Trinidad flexes money muscle
Trinidad and Tobago has given notice that it is eager to affirm the role of big brother in the Caribbean Community (Caricom).
The country's Prime Minister Patrick Manning has put forward new proposals for economic cooperation with four of its financially-stressed neighbours.
A previous initiative with Barbados in the 1980s - which included a joint venture air cargo company and a cement factory - ended in relative failure.
The cargo firm has long since disappeared and the cement plant in northern Barbados was eventually rescued by a Trinidad firm.
Mr Manning is clearly prepared to try again as he surveys the difficult landscape in the region.
"The disparity in the economic position between Trinidad and Tobago and the rest of the Caribbean is sometime that is a source of concern," he told parliament last month.
Mr Manning said the government was considering ideas for projects with Grenada, Jamaica, St Vincent and the Grenadines and Dominica.
Grenada has already confirmed that it had been approached to host an aircraft maintenance facility for Port of Spain's Caribbean Airlines.
Foreign minister Peter David said the plan was another sign of the growing relationship between the two countries.
Perhaps the most significant project is the resurrection of a proposal to sell liquefied natural gas to Jamaica.
Trinidad and Tobago signed an agreement in 2004 to sell Jamaica 1.1 million tonnes of LNG per year for 20 years, beginning in 2009.
Trinidad later said it could not supply the gas to Jamaica because supplies were inadequate.
But Mr Manning told parliament that supplies had become available because the global supply and demand situation for gas has changed.
The two countries had haggled in the past over Jamaica's claim to be sold the product at the same price as Trinidad's principal buyer the United States.
Details like those will have to be fleshed out and feasibility studies conducted.
But Mr Manning said his country "cannot sit idly by" while its neighbours suffered.
Trinidad and Tobago relies on natural gas and oil for 40 percent of its gross domestic product and 80 percent of its exports.
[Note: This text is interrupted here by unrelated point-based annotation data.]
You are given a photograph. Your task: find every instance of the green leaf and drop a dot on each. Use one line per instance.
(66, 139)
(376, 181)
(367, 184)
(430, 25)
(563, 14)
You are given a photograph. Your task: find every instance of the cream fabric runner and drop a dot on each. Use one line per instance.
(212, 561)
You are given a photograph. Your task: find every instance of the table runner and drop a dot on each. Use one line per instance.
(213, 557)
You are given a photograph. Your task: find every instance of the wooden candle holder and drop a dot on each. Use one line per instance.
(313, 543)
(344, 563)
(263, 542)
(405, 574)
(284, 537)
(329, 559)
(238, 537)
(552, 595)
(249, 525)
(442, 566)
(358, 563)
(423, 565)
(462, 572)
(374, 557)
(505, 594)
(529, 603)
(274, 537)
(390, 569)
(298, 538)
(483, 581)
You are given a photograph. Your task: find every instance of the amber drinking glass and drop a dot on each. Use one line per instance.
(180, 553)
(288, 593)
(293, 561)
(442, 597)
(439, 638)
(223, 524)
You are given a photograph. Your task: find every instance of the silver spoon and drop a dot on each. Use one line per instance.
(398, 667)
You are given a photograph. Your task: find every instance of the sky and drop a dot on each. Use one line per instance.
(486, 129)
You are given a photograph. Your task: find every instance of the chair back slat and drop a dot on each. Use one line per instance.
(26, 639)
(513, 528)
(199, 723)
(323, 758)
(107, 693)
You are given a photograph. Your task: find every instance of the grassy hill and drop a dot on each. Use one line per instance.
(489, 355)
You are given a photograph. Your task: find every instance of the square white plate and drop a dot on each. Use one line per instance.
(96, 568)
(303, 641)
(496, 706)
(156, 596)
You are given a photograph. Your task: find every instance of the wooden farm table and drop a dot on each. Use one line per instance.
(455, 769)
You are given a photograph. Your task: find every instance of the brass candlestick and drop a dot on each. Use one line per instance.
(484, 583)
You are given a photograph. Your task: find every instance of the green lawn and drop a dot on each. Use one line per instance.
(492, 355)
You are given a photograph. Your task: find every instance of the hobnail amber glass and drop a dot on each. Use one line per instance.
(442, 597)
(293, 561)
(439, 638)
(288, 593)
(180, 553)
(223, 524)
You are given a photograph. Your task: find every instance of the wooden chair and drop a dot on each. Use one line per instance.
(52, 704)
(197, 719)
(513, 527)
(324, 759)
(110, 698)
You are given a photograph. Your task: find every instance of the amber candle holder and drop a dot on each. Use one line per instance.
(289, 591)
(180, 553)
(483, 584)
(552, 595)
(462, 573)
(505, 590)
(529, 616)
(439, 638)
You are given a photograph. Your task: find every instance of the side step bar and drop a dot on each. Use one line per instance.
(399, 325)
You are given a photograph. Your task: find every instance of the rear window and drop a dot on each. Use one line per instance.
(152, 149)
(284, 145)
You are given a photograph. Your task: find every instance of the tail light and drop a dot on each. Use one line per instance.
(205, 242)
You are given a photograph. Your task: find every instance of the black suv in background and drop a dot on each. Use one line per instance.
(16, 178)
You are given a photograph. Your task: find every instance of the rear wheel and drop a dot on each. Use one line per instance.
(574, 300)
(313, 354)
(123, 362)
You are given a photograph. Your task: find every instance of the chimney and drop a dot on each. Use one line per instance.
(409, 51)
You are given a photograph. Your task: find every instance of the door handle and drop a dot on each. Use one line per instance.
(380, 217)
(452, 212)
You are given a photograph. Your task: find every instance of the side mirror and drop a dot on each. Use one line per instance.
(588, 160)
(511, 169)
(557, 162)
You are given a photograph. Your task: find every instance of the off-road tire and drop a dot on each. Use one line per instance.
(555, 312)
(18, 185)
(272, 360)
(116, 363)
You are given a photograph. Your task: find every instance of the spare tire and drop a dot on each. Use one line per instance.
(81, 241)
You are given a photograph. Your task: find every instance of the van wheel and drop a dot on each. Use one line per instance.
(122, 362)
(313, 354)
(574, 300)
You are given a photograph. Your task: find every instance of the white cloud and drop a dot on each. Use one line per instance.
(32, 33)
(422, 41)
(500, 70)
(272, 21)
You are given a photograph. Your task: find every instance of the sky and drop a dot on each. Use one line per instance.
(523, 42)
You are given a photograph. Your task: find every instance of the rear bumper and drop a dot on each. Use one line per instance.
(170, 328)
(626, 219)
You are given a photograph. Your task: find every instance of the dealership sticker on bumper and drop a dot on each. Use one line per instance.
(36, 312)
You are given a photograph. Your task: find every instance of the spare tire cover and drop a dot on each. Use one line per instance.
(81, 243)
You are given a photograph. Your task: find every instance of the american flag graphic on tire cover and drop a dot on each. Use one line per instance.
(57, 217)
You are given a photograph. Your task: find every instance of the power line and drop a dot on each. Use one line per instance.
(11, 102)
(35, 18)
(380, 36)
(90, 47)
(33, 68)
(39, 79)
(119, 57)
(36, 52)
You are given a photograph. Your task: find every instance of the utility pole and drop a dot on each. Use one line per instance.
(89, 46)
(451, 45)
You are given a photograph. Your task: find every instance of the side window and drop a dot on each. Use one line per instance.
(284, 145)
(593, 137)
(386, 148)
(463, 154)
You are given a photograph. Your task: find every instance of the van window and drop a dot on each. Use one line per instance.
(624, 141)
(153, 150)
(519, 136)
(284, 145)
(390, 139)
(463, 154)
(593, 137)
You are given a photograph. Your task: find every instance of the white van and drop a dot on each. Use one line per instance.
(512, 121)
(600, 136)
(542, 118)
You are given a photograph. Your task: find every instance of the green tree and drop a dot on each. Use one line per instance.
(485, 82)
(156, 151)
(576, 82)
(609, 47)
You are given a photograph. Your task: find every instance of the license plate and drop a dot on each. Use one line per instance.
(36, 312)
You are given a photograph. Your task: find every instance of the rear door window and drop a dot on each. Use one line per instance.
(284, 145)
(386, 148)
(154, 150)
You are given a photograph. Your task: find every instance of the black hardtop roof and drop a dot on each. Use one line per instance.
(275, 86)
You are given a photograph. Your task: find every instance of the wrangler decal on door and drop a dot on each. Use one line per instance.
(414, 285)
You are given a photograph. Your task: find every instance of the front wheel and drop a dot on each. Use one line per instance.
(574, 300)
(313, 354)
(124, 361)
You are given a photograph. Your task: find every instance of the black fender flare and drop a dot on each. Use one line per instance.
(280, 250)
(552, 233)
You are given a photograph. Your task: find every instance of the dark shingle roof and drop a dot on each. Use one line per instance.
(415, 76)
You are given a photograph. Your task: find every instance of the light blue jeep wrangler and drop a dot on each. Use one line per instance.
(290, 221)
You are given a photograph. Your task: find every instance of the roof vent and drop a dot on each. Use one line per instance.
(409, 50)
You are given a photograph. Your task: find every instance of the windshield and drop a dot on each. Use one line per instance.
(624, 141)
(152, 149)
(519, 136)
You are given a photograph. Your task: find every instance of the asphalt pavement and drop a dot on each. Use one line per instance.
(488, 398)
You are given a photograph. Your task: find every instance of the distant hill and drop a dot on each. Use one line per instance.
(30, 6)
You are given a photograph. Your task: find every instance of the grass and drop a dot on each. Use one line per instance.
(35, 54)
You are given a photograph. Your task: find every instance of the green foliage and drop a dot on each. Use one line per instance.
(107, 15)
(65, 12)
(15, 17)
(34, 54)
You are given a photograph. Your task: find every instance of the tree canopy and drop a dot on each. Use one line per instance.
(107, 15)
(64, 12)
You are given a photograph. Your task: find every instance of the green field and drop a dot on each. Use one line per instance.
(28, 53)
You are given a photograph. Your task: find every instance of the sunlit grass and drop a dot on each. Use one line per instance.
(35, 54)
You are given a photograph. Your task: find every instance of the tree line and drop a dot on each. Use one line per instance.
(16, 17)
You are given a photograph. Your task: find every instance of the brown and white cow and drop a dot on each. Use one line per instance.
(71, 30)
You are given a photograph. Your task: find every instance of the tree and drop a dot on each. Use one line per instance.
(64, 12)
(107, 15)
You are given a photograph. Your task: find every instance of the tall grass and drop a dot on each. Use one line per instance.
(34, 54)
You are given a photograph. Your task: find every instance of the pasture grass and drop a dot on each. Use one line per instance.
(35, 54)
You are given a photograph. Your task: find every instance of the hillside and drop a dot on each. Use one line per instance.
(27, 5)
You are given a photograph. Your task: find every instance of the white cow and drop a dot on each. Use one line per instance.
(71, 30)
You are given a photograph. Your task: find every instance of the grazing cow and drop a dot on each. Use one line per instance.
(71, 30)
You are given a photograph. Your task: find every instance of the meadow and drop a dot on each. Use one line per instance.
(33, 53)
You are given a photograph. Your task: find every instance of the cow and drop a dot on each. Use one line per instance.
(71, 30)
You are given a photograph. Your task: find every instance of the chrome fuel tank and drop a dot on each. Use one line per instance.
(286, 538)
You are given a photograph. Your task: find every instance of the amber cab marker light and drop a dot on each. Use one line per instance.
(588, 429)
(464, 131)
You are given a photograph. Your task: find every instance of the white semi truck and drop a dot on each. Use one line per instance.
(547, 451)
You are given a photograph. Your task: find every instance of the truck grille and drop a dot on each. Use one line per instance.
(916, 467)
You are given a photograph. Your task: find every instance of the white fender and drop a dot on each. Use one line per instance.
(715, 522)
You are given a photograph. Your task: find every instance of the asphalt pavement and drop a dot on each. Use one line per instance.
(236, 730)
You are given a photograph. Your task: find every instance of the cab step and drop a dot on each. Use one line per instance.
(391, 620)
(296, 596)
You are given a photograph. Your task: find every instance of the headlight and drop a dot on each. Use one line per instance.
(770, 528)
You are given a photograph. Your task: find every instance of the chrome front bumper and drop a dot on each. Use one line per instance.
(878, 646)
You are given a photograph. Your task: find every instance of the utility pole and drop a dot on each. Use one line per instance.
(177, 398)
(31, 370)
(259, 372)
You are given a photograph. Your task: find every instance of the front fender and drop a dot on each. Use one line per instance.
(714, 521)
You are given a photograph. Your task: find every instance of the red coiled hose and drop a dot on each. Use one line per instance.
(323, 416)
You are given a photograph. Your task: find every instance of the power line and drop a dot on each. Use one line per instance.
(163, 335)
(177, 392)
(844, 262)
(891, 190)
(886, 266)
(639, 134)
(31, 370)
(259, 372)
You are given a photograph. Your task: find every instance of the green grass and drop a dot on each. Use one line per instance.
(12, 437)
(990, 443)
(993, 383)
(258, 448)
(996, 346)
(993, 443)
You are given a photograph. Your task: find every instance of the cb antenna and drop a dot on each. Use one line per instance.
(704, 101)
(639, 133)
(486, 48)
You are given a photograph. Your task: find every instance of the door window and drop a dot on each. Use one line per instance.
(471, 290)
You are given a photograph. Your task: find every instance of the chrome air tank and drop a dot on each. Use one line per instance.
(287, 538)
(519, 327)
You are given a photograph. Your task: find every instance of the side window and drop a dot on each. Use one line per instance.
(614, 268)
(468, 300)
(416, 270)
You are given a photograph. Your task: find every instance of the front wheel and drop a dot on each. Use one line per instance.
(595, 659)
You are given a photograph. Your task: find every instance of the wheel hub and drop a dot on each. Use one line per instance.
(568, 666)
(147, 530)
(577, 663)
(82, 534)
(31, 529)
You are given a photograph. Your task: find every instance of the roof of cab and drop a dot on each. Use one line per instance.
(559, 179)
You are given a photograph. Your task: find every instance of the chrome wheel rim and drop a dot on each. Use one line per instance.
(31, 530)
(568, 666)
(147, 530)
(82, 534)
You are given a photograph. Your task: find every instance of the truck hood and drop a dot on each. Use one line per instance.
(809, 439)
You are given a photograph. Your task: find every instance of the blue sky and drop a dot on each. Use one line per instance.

The oil portion continues to shrink somewhat.
Even though falling oil prices have hurt Trinidad and Tobago revenues this year, the country is still far better positioned than almost all of the region to weather the economic crisis.
Mr Manning noted that the jobless rate in the Organisation of Eastern Caribbean States (OECS) was between 15 and 25 percent.
He said: "If the economic situation in those countries is unable to guarantee their populations a standard of living to which they aspire, then that is likely to lead to mass migration into the areas where they feel a better way of life might be available."
That argument did not find favour with the Trinidad Guardian newspaper which said that no migration phenomenon had taken place during the past 15years even though Trinidad's growth has generally outstripped Caricom's.
The paper also called on him to provide more evidence that his project will yield for the country.
That was a point taken up strongly by Opposition Leader Basdeo Panday who said, the government should look after its own citizens first.
"Right now, I do not think we can afford this," he said.
Leader of the small opposition Congress of the People party, Winston Dookeran, was more supportive.
"I have no doubt that we should increase our investment (in the region)," he told BBC Caribbean.
Trinidad already has a functioning so-called petroleum fund to help out needy Caricom nations on a case by case basis.
Apart from the migration fears, Mr Manning said Trinidad and Tobago's well-being depended on the health of Caricom, which is the country's second largest trading partner after the United States.
A fifth of exports go to the OECS region, with which Trinidad and Tobago is also seeking to forge an economic union - another sign that it is prepared to flex its financial muscle.